District of Ivory Coast

Gôh-Djiboua District (District du Gôh-Djiboua) is one of fourteen administrative districts of Ivory Coast. The district is located in the southwest corner of the country. The capital of the district is Gagnoa.

==Creation==
Gôh-Djiboua District was created in a 2011 administrative reorganisation of the subdivisions of Ivory Coast. The territory of the district was composed by merging the former regions of Sud-Bandama (except the department of Fresco) and Fromager.

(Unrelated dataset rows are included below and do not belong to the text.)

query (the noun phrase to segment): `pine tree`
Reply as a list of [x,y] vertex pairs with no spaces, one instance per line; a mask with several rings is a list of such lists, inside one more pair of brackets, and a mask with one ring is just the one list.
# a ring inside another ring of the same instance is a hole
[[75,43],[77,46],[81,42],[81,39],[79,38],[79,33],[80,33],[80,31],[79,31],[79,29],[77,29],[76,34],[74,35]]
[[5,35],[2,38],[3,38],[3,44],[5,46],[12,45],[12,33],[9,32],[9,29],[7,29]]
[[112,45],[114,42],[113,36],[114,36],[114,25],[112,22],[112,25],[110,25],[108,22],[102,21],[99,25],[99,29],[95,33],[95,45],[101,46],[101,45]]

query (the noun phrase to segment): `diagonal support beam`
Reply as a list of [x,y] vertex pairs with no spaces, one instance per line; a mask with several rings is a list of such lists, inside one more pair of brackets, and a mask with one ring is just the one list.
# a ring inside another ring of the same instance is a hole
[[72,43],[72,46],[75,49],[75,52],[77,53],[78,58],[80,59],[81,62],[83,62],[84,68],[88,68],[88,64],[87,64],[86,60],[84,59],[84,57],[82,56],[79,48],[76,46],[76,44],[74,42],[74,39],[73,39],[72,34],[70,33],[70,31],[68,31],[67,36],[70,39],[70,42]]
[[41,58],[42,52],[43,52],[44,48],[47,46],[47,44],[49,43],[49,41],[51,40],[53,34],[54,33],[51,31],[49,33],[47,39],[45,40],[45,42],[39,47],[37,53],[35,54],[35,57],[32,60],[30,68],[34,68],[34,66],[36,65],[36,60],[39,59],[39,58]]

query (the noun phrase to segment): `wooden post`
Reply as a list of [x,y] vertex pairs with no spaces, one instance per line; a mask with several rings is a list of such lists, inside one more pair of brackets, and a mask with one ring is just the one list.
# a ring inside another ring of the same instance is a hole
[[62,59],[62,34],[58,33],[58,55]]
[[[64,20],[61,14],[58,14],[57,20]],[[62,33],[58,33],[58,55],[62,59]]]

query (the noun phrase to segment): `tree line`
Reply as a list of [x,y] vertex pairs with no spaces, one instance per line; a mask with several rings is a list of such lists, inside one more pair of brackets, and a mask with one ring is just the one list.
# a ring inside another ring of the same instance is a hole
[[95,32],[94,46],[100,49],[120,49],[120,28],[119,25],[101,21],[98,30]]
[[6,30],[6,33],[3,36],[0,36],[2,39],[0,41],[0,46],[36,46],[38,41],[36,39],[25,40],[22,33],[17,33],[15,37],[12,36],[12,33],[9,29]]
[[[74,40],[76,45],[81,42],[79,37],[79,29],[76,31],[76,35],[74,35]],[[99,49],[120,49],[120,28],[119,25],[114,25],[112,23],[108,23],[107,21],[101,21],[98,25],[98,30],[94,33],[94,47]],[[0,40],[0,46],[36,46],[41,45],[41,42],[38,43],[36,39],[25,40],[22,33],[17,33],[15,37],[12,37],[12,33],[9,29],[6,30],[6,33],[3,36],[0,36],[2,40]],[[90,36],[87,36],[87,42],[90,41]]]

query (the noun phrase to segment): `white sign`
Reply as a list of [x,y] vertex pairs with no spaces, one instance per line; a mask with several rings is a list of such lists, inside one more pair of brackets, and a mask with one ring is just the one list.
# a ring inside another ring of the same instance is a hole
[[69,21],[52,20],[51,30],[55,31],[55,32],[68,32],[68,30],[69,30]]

==Administrative divisions==
Gôh-Djiboua District is currently subdivided into two regions and the following departments:
- Gôh Region (formerly Fromager Region) (region seat also in Gagnoa)
  - Gagnoa Department
  - Oumé Department
- Lôh-Djiboua Region (formerly Sud-Bandama Region) (region seat in Divo)
  - Divo Department
  - Lakota Department
  - Guitry Department

==Population==
According to the 2021 census, Gôh-Djiboua District has a population of 2,088,440.

=== Religion ===

Gôh-Djiboua has a religiously diverse population. According to the 2021 census, Christianity is the plurality religion in the district (45.1%), followed closely by Islam (43.9%) and those with no religion (7.6%). A smaller share of residents adhere to traditional religions or other faiths.